One such lake has a huge oil slick across it, as a submerged petrol station's tanks failed in the extreme conditions. More are quietly filling up with raw sewage as drains and treatment plants are overwhelmed by the increasingly filthy water.
Some places are under 30 feet (almost 10 metres) of water.
But it's not the lack of effective drainage, or the failure to de-silt rivers that is at fault, or so Mr Brown would have us believe. It's because some parts of the world have drought and some have floods.
In that, he's right. Australia and California are gasping for water. Southern Europe is a rash of forest fires as trees become tinder. If only the clouds knew where to go.
Back in the real world, Bangladesh is suffering its annual flood. As of this morning, 15 people have died. No one should be surprised - it happens every year.

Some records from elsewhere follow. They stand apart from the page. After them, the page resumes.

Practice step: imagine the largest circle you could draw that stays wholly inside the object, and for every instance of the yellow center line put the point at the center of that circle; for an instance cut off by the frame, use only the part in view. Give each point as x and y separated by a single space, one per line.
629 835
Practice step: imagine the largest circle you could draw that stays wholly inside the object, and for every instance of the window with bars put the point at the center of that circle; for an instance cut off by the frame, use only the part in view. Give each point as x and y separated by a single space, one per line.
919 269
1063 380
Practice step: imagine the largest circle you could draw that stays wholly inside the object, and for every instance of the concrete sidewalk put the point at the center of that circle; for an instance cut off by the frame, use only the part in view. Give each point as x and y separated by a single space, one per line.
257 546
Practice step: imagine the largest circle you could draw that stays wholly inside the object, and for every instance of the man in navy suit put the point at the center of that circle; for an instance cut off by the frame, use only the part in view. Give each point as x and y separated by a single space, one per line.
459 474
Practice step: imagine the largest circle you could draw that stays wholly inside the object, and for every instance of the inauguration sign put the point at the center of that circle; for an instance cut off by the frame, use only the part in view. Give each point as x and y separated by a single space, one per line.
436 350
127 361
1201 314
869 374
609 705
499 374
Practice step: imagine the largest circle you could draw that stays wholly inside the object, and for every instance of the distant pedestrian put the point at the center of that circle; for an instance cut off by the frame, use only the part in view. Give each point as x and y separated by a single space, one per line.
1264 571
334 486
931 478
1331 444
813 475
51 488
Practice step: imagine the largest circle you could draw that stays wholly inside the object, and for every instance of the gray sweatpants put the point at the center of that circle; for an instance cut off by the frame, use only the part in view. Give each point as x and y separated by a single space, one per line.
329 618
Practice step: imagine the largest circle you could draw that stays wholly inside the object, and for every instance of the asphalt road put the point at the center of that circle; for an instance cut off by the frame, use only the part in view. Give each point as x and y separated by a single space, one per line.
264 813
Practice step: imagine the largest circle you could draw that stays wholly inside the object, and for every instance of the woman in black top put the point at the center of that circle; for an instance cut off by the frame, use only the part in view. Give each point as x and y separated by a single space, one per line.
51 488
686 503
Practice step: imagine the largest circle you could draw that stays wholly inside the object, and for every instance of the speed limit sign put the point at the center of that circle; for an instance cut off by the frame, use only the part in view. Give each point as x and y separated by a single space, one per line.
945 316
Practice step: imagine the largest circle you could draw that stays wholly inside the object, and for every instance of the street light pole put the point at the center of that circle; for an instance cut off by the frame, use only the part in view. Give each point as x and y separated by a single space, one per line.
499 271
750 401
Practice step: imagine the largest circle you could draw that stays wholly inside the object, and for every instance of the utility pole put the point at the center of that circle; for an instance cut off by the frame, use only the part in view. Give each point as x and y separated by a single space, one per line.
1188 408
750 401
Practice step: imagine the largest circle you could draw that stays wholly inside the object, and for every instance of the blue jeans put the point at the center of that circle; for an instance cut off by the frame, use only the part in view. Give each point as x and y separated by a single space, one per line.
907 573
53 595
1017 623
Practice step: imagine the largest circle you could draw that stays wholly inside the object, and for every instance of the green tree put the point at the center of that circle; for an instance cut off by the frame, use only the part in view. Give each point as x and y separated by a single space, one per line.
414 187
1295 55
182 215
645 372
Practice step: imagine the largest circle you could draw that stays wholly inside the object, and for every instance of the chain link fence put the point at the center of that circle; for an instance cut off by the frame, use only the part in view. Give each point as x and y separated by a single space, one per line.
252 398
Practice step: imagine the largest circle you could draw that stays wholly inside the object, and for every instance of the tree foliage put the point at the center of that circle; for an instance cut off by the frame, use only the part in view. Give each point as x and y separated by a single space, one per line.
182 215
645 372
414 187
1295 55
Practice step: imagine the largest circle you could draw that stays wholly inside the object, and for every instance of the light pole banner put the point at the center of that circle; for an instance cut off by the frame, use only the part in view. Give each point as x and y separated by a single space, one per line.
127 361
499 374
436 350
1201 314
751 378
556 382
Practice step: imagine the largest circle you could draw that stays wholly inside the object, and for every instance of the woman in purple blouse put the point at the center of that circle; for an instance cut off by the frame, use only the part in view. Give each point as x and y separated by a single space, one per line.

But while it may be easy to laugh at Brown's gauche politicisation of the climate change issue, the fact is that he is right. In Kuala Lumpur, it has been the rainy season for a little over two years. At the end of last century which sounds a long time ago but isn't, the monsoon was predictable: it rained for an hour every afternoon at 4 pm for around two months of the year, and lighter rain for about another two months. Now, it rains harder, for longer, most days right around the year, and at unpredictable times. Just a month ago, a six hour storm left part of the city under four inches of mud - despite KL's very impressive drainage system: the amount of water that fell was, at its simplest, just too much to go down the drain holes as fast as it was falling.
The tropical storms that brought widespread flooding to Vietnam and The Philippines last year won't arrive for two months - but already some areas are seeing dramatically reduced time for the rain that does fall to seep or drain away.
Brown says we must learn to live with climate change. But as weather-watchers predict that taiphoons will hit the cost of North East Borneo within fifteen years (and judging by the speed they are coming down the Philippines' peninsula, that might be an over-estimate) living with the weather is rapidly ceasing to be an option for many, especially in poor countries.